How to extarct the mask from a Dask masked array?


In Dask, there is a class called MaskedArray, corresponding to the NumPy class with the same name. The NumPy class has the methods getdata and getmask, which it seems like the Dask class is also supposed to have; however, I can only find a mention of getmask for the Dask class as red text at the getdata documentation page, and when I try to call it in my script, I get

AttributeError: module 'dask.array.ma' has no attribute 'getmask'

So, where is the getmask method for the Dask class? Do I need to obtain the mask in some other way? Or isn't it possible to extract a mask from a Dask masked array at all in the same way as it is possible for a NumPy masked array, and if so, why not? Do I have to convert the Dask masked array to a NumPy masked array before I can extract the mask?


Solution

  • You can use the module method dask.array.ma.getmaskarray.

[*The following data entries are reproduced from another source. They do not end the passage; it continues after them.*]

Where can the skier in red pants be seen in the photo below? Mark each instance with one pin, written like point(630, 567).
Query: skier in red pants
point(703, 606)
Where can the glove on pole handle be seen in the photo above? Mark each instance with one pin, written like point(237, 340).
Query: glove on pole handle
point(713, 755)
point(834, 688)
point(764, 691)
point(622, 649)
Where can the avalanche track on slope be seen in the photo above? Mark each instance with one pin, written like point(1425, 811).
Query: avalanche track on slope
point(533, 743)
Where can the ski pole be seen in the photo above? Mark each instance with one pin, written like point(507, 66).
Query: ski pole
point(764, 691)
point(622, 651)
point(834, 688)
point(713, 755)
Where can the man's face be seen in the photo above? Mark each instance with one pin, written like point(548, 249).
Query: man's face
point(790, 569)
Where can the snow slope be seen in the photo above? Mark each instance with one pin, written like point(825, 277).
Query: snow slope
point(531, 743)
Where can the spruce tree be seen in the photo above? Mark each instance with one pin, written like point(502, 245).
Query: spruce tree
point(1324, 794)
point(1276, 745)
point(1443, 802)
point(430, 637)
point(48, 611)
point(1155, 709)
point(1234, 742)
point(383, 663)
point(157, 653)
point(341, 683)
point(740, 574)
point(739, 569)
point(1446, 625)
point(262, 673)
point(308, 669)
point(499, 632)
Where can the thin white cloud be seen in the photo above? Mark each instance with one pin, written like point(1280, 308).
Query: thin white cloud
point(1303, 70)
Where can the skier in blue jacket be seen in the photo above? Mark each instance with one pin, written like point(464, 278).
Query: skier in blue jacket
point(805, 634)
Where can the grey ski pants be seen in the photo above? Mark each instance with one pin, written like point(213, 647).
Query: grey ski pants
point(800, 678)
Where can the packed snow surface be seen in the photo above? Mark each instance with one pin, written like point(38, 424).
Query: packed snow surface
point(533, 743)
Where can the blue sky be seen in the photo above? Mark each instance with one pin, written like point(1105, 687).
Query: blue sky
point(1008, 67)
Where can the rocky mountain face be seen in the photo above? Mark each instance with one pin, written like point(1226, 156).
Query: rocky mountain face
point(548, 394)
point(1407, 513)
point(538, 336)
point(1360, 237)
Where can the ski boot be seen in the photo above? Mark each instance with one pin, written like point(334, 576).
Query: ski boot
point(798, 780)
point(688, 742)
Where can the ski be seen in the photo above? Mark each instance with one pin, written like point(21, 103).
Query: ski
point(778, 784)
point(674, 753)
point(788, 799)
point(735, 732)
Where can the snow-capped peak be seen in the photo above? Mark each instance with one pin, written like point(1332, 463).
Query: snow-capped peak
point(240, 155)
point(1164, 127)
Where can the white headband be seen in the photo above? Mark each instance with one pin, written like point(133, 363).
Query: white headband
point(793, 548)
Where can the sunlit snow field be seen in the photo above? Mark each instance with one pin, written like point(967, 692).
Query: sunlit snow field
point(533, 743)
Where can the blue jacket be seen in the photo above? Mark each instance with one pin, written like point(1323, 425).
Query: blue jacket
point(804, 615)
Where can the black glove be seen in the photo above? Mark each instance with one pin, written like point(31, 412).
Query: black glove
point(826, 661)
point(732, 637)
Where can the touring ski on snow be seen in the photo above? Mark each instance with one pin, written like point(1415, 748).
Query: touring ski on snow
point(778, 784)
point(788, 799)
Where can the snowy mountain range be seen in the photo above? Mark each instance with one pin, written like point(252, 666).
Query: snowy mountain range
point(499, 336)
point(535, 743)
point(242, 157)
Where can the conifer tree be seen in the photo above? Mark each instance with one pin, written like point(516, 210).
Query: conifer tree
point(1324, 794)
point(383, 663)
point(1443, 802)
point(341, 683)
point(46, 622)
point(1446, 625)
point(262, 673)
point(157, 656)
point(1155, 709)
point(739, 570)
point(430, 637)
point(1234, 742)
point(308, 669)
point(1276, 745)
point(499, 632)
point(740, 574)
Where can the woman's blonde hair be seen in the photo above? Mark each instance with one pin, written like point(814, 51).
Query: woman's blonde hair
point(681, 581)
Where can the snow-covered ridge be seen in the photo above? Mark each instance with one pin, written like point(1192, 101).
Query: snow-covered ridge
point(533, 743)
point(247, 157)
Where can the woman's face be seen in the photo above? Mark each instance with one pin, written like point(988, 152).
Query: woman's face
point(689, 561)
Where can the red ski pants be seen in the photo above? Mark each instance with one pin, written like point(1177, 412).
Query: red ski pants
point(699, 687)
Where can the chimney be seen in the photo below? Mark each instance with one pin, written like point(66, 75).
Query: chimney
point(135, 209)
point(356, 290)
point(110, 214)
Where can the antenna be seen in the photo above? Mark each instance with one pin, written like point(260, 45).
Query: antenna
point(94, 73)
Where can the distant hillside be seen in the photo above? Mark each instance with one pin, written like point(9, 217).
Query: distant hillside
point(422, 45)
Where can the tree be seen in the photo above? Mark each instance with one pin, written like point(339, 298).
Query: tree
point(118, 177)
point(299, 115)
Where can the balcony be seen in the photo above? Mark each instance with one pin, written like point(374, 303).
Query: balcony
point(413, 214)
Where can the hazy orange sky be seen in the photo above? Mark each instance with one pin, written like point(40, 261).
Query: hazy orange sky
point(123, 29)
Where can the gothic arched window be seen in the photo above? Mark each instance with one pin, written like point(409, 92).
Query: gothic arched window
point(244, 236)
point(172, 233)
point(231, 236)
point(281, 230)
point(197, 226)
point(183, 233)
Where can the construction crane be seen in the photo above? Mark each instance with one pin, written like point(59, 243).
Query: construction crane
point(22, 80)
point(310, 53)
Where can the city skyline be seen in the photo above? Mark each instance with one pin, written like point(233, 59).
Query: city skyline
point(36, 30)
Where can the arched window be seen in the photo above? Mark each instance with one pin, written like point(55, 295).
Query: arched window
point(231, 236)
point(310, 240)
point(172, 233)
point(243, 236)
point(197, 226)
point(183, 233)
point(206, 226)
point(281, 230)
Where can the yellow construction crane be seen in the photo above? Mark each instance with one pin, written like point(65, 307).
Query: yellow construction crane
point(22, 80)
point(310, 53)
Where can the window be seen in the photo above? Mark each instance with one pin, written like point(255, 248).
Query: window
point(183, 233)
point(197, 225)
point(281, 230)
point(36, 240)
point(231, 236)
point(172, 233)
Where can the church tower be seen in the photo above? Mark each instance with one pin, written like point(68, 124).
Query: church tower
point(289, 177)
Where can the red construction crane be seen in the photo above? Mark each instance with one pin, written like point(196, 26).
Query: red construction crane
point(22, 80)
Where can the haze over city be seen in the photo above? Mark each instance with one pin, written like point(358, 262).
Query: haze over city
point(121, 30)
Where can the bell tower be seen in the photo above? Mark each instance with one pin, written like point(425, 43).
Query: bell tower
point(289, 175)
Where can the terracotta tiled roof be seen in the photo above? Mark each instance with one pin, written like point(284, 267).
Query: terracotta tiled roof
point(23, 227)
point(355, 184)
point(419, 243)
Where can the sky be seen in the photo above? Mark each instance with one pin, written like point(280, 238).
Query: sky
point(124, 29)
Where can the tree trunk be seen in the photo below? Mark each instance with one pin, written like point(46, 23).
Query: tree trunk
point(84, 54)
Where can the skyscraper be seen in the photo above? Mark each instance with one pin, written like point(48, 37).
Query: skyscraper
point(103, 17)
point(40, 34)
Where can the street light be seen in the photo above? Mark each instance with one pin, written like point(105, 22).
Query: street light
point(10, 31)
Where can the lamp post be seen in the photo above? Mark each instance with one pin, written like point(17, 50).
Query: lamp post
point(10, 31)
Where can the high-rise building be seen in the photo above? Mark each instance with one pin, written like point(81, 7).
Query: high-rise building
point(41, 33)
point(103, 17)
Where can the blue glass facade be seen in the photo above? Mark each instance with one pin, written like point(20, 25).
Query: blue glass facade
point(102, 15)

Here's a simple example:

    In [2]: import dask.array.ma
       ...: import dask.array
       ...: import numpy as np
    
    In [3]: arr = dask.array.from_array(np.arange(16).reshape(4, 4), chunks=(2, 2))
       ...: mask = dask.array.from_array(np.random.random(size=(4, 4)) > 0.5, chunks=(2, 2))
       ...: masked = dask.array.ma.masked_array(arr, mask)
    
    In [4]: masked
    Out[4]: dask.array<masked_array, shape=(4, 4), dtype=int64, chunksize=(2, 2), chunktype=numpy.MaskedArray>
    
    In [5]: da_mask = dask.array.ma.getmaskarray(masked)
    
    In [6]: da_mask
    Out[6]: dask.array<getmaskarray, shape=(4, 4), dtype=bool, chunksize=(2, 2), chunktype=numpy.ndarray>
    
    In [7]: da_mask.compute()
    Out[7]:
    array([[False, False,  True,  True],
           [ True,  True,  True,  True],
           [False,  True, False, False],
           [ True, False,  True, False]])
    

    You can view the list of available module-level methods in the Dask Masked Array API Documentation.